Senior squares in Navarra
Pamplona
Located south of the historic center of the city, the current place del Castillo was shaped over the centuries. No man's land between the three medieval nuclei for a long time (Navarrería, burgh of San Cernin and Población de San Nicolás), it became the parade place of the castle that Luis el Hutín ordered to be built in 1308. By that time there is evidence of jousting, tournaments, and popular entertainment, as well as bullfights, the first documented in 1385.
After the conquest of Navarre and its incorporation into the Castilian crown, Ferdinand the Catholic chose the southern end of that area to erect a new fortress, a short-lived defensive construction, on whose site the Discalced Carmelite nuns were located in 1597, thus closing the southern flank of that wasteland.
As time went by, the bullfighting festival was the fuse for thefinal training of the place, because in 1612 the Regiment decided to build the Casa del Toril on the west side and, in the middle of the century, put some plots of land on the place up for sale, so that during the second half of the 17th century and, above all, in the 18th century, several private houses were built, and it was definitively configured with a baroque appearance as a commercial, social and festive space. Important families such as the Sarasa, the Vidarte, the Goyeneche, the Íñiguez de Beortegui and the Loperena families built their residences here. At the end of the XVIII century, the source de la Beneficencia, by Luis Paret, was placed in the center.
The place did not obey a previous plan, from which derives its slightly trapezoidal plan and its facades of diverse designs, thus breaking the uniformity of the regular main squares. But it shared with them its function, its porticoed character and the abundance of balconies, which acted as tribunes for the shows, completed with bleachers on the arena.

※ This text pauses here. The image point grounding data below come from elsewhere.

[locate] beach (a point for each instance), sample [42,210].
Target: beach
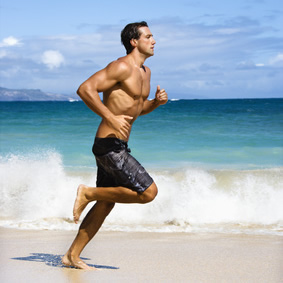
[34,256]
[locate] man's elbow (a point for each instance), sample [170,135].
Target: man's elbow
[80,91]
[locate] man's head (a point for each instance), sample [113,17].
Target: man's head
[131,31]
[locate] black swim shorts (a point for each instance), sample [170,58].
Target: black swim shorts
[117,167]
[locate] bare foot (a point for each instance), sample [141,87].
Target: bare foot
[67,261]
[80,202]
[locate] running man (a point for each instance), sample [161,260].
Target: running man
[125,84]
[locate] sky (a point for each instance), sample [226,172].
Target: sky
[204,49]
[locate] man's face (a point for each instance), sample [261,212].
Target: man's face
[146,42]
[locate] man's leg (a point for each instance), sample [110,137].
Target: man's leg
[87,194]
[89,227]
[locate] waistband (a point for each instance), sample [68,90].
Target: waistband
[102,146]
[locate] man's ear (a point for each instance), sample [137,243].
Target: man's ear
[133,42]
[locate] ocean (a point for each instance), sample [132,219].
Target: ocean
[218,166]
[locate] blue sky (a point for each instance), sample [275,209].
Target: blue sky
[204,49]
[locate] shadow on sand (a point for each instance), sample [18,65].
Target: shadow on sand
[55,260]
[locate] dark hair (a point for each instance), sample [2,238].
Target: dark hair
[131,31]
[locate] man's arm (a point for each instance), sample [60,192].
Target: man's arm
[102,81]
[160,99]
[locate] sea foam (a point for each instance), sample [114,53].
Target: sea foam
[38,193]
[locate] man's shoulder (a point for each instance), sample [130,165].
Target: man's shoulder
[120,66]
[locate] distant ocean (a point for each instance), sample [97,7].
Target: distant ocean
[218,165]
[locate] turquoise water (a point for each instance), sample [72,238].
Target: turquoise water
[217,164]
[244,133]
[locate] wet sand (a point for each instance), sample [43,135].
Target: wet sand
[34,256]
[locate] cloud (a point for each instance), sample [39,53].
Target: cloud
[229,58]
[9,41]
[52,59]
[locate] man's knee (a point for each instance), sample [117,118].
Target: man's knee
[149,194]
[106,206]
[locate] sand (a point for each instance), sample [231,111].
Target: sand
[34,256]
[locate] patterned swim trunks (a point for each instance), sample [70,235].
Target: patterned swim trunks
[117,167]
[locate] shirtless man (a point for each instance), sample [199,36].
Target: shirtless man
[125,84]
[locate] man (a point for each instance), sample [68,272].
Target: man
[125,84]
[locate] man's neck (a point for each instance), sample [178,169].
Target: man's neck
[137,58]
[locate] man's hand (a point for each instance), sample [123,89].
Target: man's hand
[161,96]
[120,123]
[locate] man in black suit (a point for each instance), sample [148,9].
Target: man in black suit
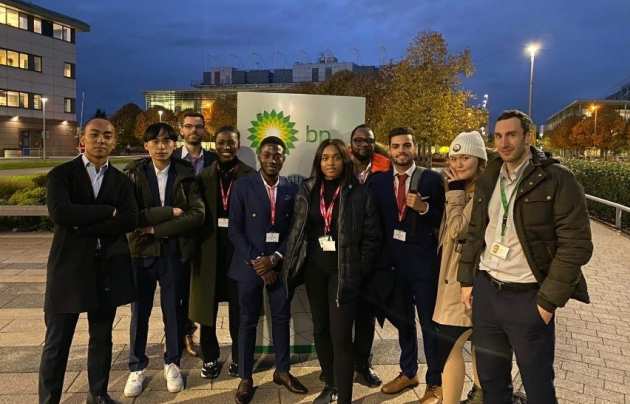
[192,130]
[92,206]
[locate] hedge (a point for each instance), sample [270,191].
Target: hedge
[607,180]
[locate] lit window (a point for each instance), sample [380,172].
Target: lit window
[13,59]
[23,61]
[13,18]
[23,100]
[37,63]
[37,101]
[13,99]
[57,31]
[37,25]
[23,22]
[68,70]
[68,105]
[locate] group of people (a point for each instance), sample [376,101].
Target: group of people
[370,234]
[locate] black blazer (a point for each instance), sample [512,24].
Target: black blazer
[208,156]
[74,280]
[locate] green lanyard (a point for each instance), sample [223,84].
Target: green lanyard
[506,204]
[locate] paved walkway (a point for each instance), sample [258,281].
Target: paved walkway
[592,350]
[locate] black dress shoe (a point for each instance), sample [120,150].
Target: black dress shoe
[233,369]
[244,392]
[210,370]
[287,380]
[328,395]
[367,377]
[100,399]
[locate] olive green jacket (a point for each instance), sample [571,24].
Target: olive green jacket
[552,224]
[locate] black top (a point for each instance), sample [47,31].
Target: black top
[315,226]
[227,174]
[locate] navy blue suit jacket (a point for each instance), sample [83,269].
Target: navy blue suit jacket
[250,221]
[417,257]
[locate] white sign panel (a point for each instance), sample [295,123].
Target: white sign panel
[301,121]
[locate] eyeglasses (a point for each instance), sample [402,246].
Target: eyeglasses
[197,127]
[361,140]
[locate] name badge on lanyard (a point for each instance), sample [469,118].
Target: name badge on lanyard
[326,242]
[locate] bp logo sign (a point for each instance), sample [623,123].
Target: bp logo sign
[272,124]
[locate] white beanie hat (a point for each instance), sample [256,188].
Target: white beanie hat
[470,143]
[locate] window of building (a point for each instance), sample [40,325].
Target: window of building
[13,99]
[13,59]
[37,101]
[23,61]
[68,105]
[23,21]
[37,25]
[37,63]
[13,18]
[57,31]
[23,100]
[68,70]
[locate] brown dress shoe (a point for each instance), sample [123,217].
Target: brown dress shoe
[432,395]
[190,345]
[400,383]
[244,392]
[289,381]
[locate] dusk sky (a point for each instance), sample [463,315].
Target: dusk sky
[142,45]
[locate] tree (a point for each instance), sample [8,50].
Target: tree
[125,122]
[151,116]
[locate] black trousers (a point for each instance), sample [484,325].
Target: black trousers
[507,321]
[167,271]
[59,332]
[332,329]
[363,335]
[208,336]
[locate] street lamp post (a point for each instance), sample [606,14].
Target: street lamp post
[44,100]
[532,49]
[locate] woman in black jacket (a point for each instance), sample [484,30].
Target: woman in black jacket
[333,240]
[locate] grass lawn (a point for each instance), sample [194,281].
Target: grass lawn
[17,164]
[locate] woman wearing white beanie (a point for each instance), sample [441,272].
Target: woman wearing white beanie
[467,159]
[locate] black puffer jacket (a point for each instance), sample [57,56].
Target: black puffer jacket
[358,238]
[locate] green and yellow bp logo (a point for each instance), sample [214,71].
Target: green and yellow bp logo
[272,124]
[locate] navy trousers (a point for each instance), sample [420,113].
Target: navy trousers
[421,294]
[250,300]
[507,321]
[168,272]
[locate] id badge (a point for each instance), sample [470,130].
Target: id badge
[272,238]
[499,250]
[327,244]
[400,235]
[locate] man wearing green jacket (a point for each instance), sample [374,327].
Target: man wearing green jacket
[171,209]
[528,238]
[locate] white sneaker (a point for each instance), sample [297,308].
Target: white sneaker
[134,384]
[174,381]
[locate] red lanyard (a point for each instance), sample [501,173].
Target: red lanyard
[326,211]
[225,196]
[271,192]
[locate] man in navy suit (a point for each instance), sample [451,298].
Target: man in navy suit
[411,202]
[261,206]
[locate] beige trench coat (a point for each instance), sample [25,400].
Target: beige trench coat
[449,310]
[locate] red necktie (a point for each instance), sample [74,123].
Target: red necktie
[401,196]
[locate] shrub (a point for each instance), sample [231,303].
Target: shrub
[606,180]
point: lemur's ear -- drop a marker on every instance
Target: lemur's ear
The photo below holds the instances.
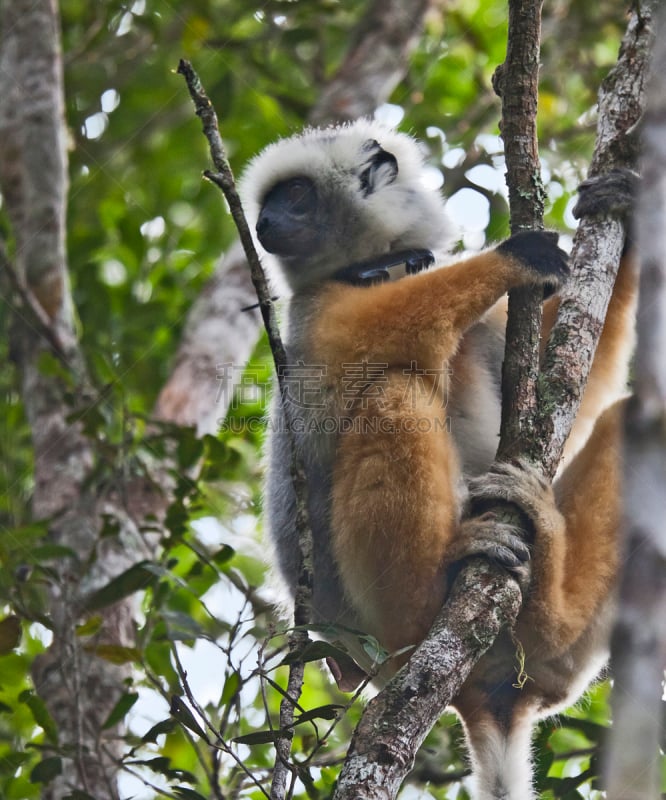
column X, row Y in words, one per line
column 380, row 170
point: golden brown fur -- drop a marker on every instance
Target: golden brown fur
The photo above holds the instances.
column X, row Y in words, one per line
column 410, row 367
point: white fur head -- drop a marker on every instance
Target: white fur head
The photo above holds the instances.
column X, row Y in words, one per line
column 370, row 191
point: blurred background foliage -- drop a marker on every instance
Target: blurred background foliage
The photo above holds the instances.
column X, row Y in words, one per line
column 145, row 233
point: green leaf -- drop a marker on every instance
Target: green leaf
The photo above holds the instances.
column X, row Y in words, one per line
column 183, row 714
column 10, row 634
column 188, row 794
column 46, row 770
column 258, row 737
column 90, row 626
column 166, row 726
column 40, row 714
column 120, row 709
column 230, row 690
column 132, row 580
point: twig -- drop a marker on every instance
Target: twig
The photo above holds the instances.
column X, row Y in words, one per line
column 298, row 638
column 39, row 318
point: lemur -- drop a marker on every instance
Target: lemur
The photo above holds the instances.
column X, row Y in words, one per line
column 395, row 408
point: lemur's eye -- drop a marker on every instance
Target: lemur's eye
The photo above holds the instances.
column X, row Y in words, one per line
column 300, row 195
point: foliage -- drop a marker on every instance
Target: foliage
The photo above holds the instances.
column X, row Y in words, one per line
column 145, row 232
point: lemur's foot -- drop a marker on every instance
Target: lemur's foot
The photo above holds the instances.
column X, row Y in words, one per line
column 484, row 532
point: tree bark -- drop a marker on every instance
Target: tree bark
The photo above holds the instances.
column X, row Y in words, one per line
column 217, row 331
column 517, row 83
column 639, row 642
column 79, row 689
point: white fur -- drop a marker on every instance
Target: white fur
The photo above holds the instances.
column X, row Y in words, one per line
column 502, row 764
column 405, row 213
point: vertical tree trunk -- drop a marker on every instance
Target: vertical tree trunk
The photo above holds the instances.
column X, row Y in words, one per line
column 639, row 642
column 78, row 688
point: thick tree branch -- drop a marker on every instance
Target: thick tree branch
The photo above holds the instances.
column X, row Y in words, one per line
column 598, row 245
column 639, row 641
column 217, row 331
column 397, row 720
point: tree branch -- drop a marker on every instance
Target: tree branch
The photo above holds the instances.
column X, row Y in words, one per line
column 298, row 638
column 638, row 646
column 395, row 723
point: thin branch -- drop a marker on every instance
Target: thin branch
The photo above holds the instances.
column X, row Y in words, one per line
column 298, row 638
column 516, row 81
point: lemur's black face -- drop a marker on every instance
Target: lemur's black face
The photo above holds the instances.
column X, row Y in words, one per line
column 287, row 224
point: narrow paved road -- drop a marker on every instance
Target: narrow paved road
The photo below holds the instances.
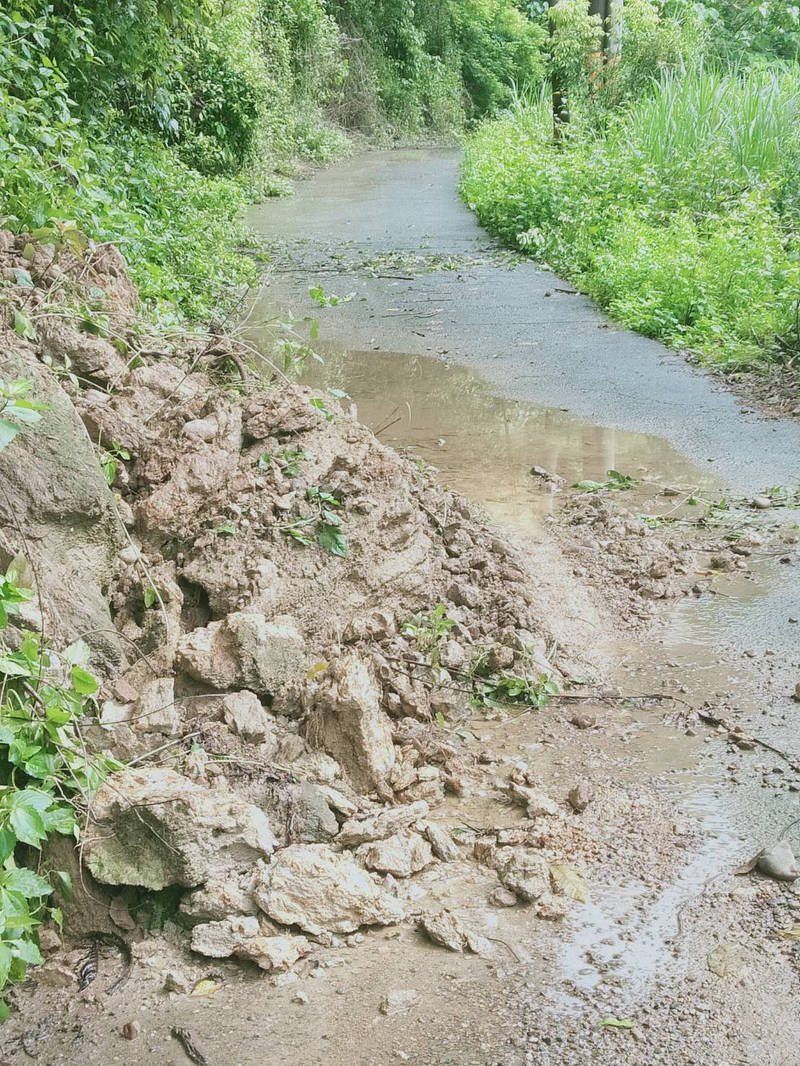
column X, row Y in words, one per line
column 521, row 326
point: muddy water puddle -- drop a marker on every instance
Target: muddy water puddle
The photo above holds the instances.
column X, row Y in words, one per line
column 484, row 446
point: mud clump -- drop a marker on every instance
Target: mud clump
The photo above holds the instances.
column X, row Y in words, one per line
column 303, row 613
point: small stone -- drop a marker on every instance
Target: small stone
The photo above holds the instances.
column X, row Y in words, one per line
column 580, row 795
column 401, row 855
column 244, row 715
column 201, row 429
column 442, row 843
column 175, row 982
column 399, row 1001
column 584, row 721
column 155, row 710
column 378, row 826
column 779, row 861
column 502, row 898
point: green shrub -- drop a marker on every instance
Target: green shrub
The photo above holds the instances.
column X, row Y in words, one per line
column 678, row 215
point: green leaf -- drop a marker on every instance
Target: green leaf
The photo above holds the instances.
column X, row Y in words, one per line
column 8, row 432
column 332, row 539
column 22, row 277
column 83, row 682
column 568, row 882
column 29, row 827
column 8, row 842
column 24, row 326
column 28, row 952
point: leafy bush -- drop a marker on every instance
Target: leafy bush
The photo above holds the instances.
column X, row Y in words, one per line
column 678, row 214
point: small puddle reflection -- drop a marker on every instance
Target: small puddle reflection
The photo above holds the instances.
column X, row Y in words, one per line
column 484, row 447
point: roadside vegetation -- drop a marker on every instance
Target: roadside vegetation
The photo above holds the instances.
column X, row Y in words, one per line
column 669, row 189
column 150, row 124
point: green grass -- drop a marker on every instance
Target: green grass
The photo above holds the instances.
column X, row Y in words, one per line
column 678, row 213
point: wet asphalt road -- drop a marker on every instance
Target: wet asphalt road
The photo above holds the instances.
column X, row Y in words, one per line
column 518, row 325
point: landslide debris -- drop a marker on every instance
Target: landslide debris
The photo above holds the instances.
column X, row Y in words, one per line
column 291, row 737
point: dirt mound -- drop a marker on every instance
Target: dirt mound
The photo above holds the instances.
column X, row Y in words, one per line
column 307, row 618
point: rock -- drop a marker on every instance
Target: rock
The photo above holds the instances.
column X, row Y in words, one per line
column 312, row 887
column 244, row 651
column 779, row 861
column 581, row 720
column 243, row 713
column 310, row 819
column 538, row 804
column 348, row 722
column 201, row 429
column 155, row 710
column 524, row 872
column 241, row 937
column 155, row 827
column 380, row 825
column 442, row 843
column 552, row 908
column 338, row 801
column 48, row 939
column 120, row 915
column 448, row 931
column 580, row 795
column 399, row 1001
column 175, row 982
column 463, row 594
column 218, row 899
column 54, row 490
column 452, row 656
column 502, row 898
column 401, row 855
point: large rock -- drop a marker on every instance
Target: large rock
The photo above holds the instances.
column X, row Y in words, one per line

During the 19th century the place underwent important transformations. Some buildings were replaced, others renovated and even rebuilt, also introducing casinos, cafes and hotels to serve the new social uses. Urbanistically, the great change took place on the southern flank. On the site of the Carmelite nuns who abandoned their convent with the disentailment, between 1840 and 1851 a long neoclassical frontispiece was erected that housed the main theater in the center, flanked by the Navarrese credit on one side and the Diputación on the other, where the architects Manuel Ugartemendía and José Nagusia intervened. With the development of the II Ensanche, in 1931 the theater was demolished to open the current Avenida de Carlos III, which connected the place and the historic center with the new city. Shortly after, in 1943, the bandstand was located in the center.